In Yes’ “Roundabout,” the opening acoustic guitar chords gain well-founded resonance and a powerful string texture in the higher frequencies.

The bassline takes center stage when the music starts to build correctly, but the other components are still clearly audible. Additionally, the voices are loud and don’t blend into the background. The “Busy Child” by The Crystal Method has an energetic sound because of a strong backbeat and synth riffs that have enough high-frequency presence to balance it out. Although it might not appeal to audiophiles, its well-balanced, slightly bass-heavy sound should delight most listeners.

The HyperX Cloud 2 Wireless has incredibly realistic audio for a gaming headset, perfectly reproducing sounds up to about 4000Hz. The fall in the highs isn’t very concerning either; it’s a characteristic of many headphones and is intended to replicate the response of our non-occluded ears.

Should You Buy It?

Should You Buy It?

The HyperX Cloud II Wireless should be your go-to option if you want a reliable, comfy, and easy-to-use gaming headset. It recently sold for USD 109, a 27 % discount, the lowest price we’ve witnessed.

If it isn’t broke, don’t repair it approach is clearly in action with the HyperX Cloud II Wireless. It’s a good thing that the headset’s physical design hasn’t changed much from its wired equivalent. One of the most comfortable gaming headsets on the market when it first debuted in 2015 was the HyperX Cloud II, and it still is. This is a reasonably attractive offer for around USD 150 because it has wireless capabilities and a good microphone and audio on par with the HyperX Cloud Alpha. Several gaming headsets cost much more, but they aren’t nearly as comfortable to wear.

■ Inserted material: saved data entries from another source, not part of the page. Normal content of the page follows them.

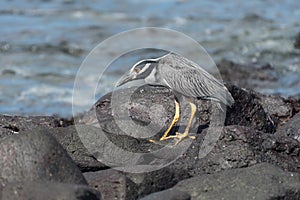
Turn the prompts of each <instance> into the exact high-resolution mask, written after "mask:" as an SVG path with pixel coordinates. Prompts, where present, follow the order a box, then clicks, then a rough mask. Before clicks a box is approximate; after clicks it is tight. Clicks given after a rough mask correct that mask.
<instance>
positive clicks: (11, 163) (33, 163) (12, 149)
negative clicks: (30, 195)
mask: <svg viewBox="0 0 300 200" xmlns="http://www.w3.org/2000/svg"><path fill="white" fill-rule="evenodd" d="M0 180H1V182H2V183H6V182H22V181H24V180H26V181H55V182H63V183H76V184H87V182H86V180H85V179H84V177H83V175H82V174H81V172H80V170H79V169H78V168H77V166H76V164H75V163H74V161H73V160H72V159H71V158H70V156H69V155H68V153H67V152H66V151H65V149H63V148H62V146H61V145H60V144H59V143H58V142H57V140H56V139H55V138H54V137H53V136H52V135H51V134H50V133H48V132H47V131H43V130H40V131H39V130H31V131H28V132H24V133H22V134H15V135H12V136H7V137H5V138H2V139H1V140H0Z"/></svg>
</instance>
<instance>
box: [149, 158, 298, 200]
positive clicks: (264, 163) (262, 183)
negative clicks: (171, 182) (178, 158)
mask: <svg viewBox="0 0 300 200" xmlns="http://www.w3.org/2000/svg"><path fill="white" fill-rule="evenodd" d="M174 191H177V193H178V191H181V192H186V193H188V194H189V195H190V196H191V199H199V200H200V199H201V200H206V199H207V200H208V199H224V200H232V199H245V200H247V199H249V200H250V199H259V200H269V199H300V174H299V173H295V172H285V171H283V170H282V169H280V168H278V167H275V166H273V165H270V164H268V163H261V164H258V165H255V166H252V167H247V168H241V169H232V170H226V171H222V172H219V173H214V174H204V175H200V176H197V177H193V178H190V179H186V180H183V181H180V182H179V183H177V184H176V185H175V186H174V187H173V188H171V189H169V190H165V191H162V192H159V193H154V194H151V195H149V196H148V197H145V198H143V199H145V200H146V199H150V197H156V199H162V197H164V196H166V195H167V194H170V193H174Z"/></svg>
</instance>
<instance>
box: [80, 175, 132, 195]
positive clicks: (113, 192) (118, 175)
mask: <svg viewBox="0 0 300 200" xmlns="http://www.w3.org/2000/svg"><path fill="white" fill-rule="evenodd" d="M83 175H84V177H85V178H86V180H87V181H88V183H89V185H90V187H93V188H94V189H96V190H98V191H99V192H101V196H102V198H103V199H108V200H109V199H120V200H121V199H136V186H135V184H134V183H132V182H131V181H130V180H129V179H128V178H127V177H126V176H125V175H124V174H122V173H121V172H118V171H116V170H113V169H107V170H101V171H98V172H86V173H84V174H83Z"/></svg>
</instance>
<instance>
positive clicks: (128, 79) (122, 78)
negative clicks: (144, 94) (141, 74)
mask: <svg viewBox="0 0 300 200" xmlns="http://www.w3.org/2000/svg"><path fill="white" fill-rule="evenodd" d="M134 78H135V77H134V74H125V75H124V76H122V77H121V79H120V80H119V81H118V82H117V87H119V86H121V85H124V84H125V83H127V82H130V81H132V80H134Z"/></svg>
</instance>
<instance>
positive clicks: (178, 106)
mask: <svg viewBox="0 0 300 200" xmlns="http://www.w3.org/2000/svg"><path fill="white" fill-rule="evenodd" d="M179 117H180V107H179V103H178V102H177V101H176V100H175V115H174V118H173V121H172V123H171V125H170V126H169V128H168V129H167V130H166V131H165V133H164V135H163V136H162V137H161V138H160V139H159V141H162V140H165V139H166V137H167V136H168V134H169V132H170V131H171V129H172V128H173V126H174V125H175V124H176V122H178V120H179ZM149 141H150V142H154V143H155V142H156V141H155V140H149Z"/></svg>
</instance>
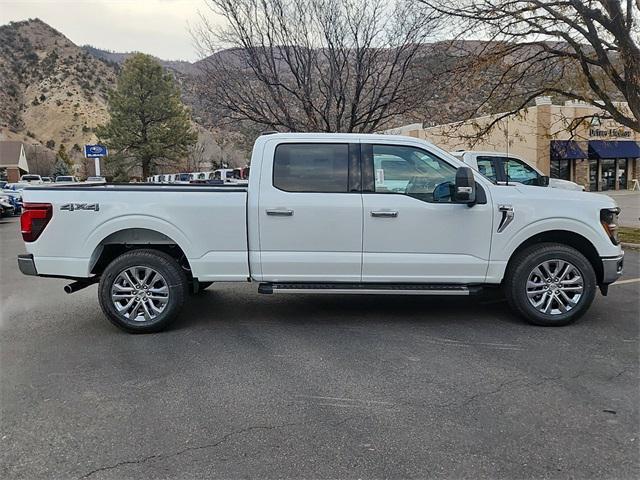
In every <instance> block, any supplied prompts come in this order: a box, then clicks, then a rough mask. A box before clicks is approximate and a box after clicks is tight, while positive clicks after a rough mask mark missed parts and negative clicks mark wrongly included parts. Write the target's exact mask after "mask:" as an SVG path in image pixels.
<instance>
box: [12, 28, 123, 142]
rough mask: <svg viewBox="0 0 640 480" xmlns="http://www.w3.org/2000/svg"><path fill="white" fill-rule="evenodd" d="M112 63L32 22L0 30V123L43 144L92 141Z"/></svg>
mask: <svg viewBox="0 0 640 480" xmlns="http://www.w3.org/2000/svg"><path fill="white" fill-rule="evenodd" d="M115 79H116V69H115V67H114V65H112V64H108V63H107V62H105V61H102V60H99V59H97V58H95V57H93V56H91V55H89V54H88V53H87V52H86V51H84V50H82V49H81V48H79V47H78V46H76V45H75V44H74V43H73V42H71V41H70V40H69V39H68V38H66V37H65V36H64V35H62V34H61V33H60V32H58V31H57V30H55V29H53V28H51V27H50V26H49V25H47V24H46V23H44V22H42V21H40V20H38V19H35V20H28V21H25V22H15V23H10V24H9V25H5V26H2V27H0V125H1V126H2V127H4V128H8V129H9V130H11V131H13V132H16V133H22V134H24V135H26V136H27V137H30V138H32V139H33V140H35V141H38V142H40V143H42V144H48V145H49V146H55V145H59V144H60V143H64V144H66V145H68V146H69V147H70V146H72V145H74V144H78V145H83V144H84V143H88V142H91V141H93V140H95V136H94V134H93V129H94V128H95V127H96V125H98V124H99V123H101V122H104V121H105V120H106V118H107V112H106V95H107V91H108V89H109V88H111V87H113V86H114V84H115Z"/></svg>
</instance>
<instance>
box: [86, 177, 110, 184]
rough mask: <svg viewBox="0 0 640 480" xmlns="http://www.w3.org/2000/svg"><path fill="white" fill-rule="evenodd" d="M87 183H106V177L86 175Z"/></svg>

The HyperX Cloud II Wireless does not recreate the concept, but it is not required. This headset captures the essentials while providing just enough functionality to fit into practically any gaming setup.

Conclusion

I knew coming into this review that it would be simple. HyperX prioritizes pure quality, and the Cloud II Wireless is no exception. The Cloud II has earned a name for itself, and HyperX wasn’t about to ruin that with the wireless edition. The overall build quality and comfort are excellent. It’s lightweight and comfortable on the head.

Due to the dongle working immediately after being plugged in, connection and pairing are smooth. As usual, the sound quality is superb and sounds immersive and rich. Another positive point is its battery life. Its short USB cord and incompatibility with Xbox is its only drawback. The Nintendo Switch, on the other hand, and the PS4 and PS5 both function flawlessly.